語りのうまさが恐怖を牽引


異常に敏い小学生の主人公、こっくりさんを支配の道具にしている女の子に早くもほの見える狡猾な女のエグさ。それに抗おうとする主人公の思惑。こっくりさんを巡るコントロール・ゲームの果て。黒幕は誰なのか……僅か五千字余りの掌編なのにおなかいっぱい。

例のごとくタイトルも上手いですが、冒頭から読者を引っ掴み、文字を追うごとに情景が加速して、後段の「バトル」(私にはそう思えました)のあたりでピークを迎えます。そして……。

いえいえ、ネタバレはよしましょう。
幼少の頃に関わった経験のある方は背筋に冷たいものを感じるかもしれません。

語り手(主人公)の一貫した乾いた表現、心の動きの描写が秀逸で、この物語の強靱な屋台骨となっています。真の恐怖は語り手の怯えや絶叫からは生まれない。読者の想像力の中では育まれるものなのでしょう。もちろん、育まれる種子は読者の気づかぬ闇夜にそっと蒔かれているのです。
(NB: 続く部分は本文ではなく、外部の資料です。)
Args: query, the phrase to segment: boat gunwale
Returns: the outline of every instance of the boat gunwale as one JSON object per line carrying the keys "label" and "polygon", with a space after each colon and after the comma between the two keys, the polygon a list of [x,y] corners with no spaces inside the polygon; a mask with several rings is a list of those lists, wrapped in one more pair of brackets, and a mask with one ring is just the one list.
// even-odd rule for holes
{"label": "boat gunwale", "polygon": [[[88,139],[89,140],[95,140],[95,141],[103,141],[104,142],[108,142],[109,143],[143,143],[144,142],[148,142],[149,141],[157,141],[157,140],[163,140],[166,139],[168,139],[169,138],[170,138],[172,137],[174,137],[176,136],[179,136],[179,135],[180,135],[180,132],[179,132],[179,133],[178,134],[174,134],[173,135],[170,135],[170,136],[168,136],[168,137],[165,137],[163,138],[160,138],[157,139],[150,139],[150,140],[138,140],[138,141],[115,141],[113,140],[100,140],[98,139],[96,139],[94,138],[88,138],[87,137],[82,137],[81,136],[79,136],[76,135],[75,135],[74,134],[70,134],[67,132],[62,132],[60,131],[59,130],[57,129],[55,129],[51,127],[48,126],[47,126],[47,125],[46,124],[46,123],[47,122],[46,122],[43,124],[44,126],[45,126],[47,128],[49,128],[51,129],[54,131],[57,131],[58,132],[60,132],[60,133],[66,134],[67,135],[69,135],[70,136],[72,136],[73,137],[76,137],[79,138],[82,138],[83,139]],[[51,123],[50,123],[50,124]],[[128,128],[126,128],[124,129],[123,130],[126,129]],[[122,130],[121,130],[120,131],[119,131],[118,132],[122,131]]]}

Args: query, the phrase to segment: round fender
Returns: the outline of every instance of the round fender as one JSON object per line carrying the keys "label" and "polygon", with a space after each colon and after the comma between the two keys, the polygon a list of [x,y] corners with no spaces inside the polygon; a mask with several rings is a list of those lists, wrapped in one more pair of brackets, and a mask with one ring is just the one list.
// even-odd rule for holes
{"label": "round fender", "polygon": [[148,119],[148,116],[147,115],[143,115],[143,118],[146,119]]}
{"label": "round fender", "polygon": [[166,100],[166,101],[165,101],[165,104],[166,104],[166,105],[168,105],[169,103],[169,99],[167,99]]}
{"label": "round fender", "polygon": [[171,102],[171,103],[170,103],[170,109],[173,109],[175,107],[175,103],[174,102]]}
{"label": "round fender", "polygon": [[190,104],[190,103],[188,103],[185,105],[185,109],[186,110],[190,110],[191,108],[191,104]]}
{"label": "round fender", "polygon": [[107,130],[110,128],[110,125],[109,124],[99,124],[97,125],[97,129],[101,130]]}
 この物語は再読に十分耐え、二度、三度と読むうちに新しい発見もあることでしょう。読みやすいからと言って、一回だけの読み捨ては本当にもったいない。読むほどにリーダビリティの影に潜む巧手が分かるはずです。


これを機に、同じ作者様の他作品を読まれることもお勧めします。
きっと期待は裏切られないことでしょう。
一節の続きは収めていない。